One of the male leads is Adolphe Menjou, who plays Capt. Roberts, who we are led to believe is an officer in the British Army. Now, Menjou was a very good and often elegant actor, but one thing he most definitely was not is British. He's in London on leave or something, where he's been carrying on an affair with the equally un-British Alva Sangrito (Lili Damita, later wife to Errol Flynn). Alva is married to Victor (Erich von Stroheim), who "finds out" about the affair one night. Except that as we learn it's really a scam on the part of Victor and Alva. She has affairs, and then, when she gets caught, gets the other man to cut a big check so as to avoid any scandal.
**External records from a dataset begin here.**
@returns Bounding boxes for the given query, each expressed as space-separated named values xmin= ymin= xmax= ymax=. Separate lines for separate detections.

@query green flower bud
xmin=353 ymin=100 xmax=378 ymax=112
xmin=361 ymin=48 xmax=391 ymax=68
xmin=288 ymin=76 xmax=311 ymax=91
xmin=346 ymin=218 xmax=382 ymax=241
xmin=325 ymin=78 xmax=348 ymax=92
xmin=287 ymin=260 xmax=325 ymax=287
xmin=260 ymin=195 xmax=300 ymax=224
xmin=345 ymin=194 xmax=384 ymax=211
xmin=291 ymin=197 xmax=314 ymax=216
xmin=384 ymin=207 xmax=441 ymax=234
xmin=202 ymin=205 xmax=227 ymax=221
Nice work if you can get it.
So Capt. Roberts goes back to India, which at the time the movie was made was still a British colony, together with his manservant McNellis (Hugh Herbert, who is even less British than Menjou). One of the officers serving under Capt. Roberts is an actual Brit, Lt. Nichols (Laurence Olivier, who I don't think I knew had made a Hollywood movie this early in his career). Nichols talks about the woman he loves, and Roberts realizes the woman in question is Alva! Roberts knows now that Alva is bad news, but Nichols is thinking with his other head, and Roberts' comments about this sort of woman threatens to derail the two officers' friendship.
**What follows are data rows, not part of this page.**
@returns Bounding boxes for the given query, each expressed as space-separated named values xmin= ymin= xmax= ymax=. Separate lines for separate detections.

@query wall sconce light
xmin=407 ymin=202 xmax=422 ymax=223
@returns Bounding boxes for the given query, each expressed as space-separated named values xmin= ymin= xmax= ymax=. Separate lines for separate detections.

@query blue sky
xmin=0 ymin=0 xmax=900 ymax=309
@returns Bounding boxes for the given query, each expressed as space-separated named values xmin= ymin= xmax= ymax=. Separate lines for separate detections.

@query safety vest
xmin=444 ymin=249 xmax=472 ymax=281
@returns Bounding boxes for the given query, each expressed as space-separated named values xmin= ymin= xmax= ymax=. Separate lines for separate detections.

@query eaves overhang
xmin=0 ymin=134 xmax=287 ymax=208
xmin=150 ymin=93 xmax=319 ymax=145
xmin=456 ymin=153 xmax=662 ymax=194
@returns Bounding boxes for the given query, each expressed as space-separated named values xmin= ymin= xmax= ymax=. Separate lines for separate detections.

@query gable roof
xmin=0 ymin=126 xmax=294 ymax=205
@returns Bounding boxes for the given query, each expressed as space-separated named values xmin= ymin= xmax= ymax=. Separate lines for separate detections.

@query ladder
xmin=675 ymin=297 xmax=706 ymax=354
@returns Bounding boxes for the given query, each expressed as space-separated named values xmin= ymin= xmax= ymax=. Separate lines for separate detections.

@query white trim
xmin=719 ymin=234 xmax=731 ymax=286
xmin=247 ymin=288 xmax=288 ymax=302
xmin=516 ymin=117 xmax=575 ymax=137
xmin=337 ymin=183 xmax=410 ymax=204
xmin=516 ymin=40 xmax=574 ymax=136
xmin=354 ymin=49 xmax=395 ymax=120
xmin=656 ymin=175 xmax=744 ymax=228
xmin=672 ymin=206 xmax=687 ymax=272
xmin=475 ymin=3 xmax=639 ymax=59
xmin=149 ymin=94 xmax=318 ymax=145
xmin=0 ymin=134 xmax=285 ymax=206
Meanwhile, back in England, Alva and Victor get into a heated argument, which has the looks of turning into a case of domestic violence, although I don't believe that term was used in the 1930s. Just when Alva really seems to be in danger, one of the servants shoots Victor dead! This being a pre-Code, we don't hear anything about the servant going to prison or Alva getting in any legal trouble. Alva sends a letter off to India, which one guesses explains what happened, but Roberts and Nichols decide to burn the letter without reading it, in order to save their friendship.
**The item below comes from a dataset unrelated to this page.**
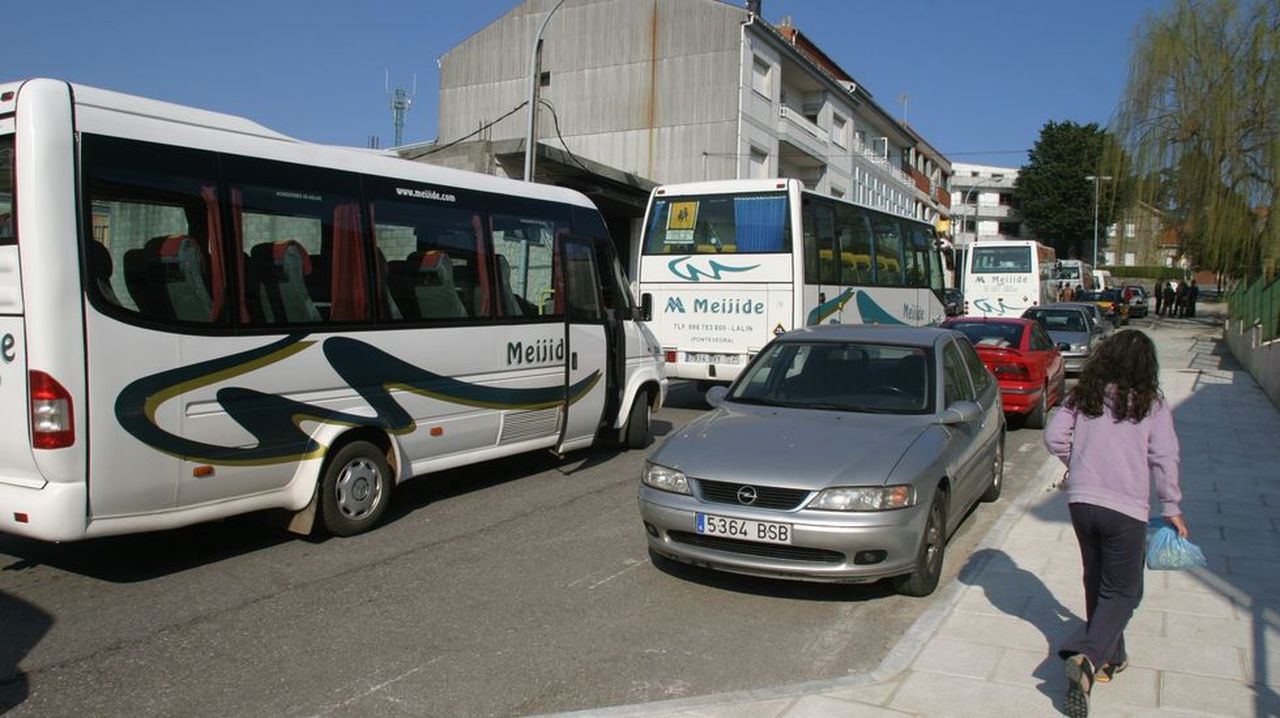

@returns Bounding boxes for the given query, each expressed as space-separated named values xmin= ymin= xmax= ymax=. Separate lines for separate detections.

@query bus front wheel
xmin=627 ymin=392 xmax=649 ymax=449
xmin=320 ymin=442 xmax=392 ymax=536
Some time later, Roberts and Nichols are both on leave again in England, where they're invited to a party at one of those country houses that populated movies of the 1930s set on either side of the Atlantic. Who should show up as one of the guests but widowed Alva? And, needless to say, it tests the friendship between Roberts and Nichols again.
Friends and Lovers is one of those movies where the whole is less than the sum of its parts. There are some scenes and performances (von Stroheim especially) that are a lot of fun, and the idea is certainly interesting enough, but the way the script resolves it just doesn't feel realistic. Maybe values being different in the 1930s and in England, it might have been something more likely to happen, but I'm not so sure. Other people speak very poorly of Damita's acting, although I didn't have as much of an issue as some did.
All in all, Friends and Lovers is one of those movies that probably should have made its way to one of those old four-film TCM box sets, but never did. It's not the sort of movie I'd pay standalone prices for, however.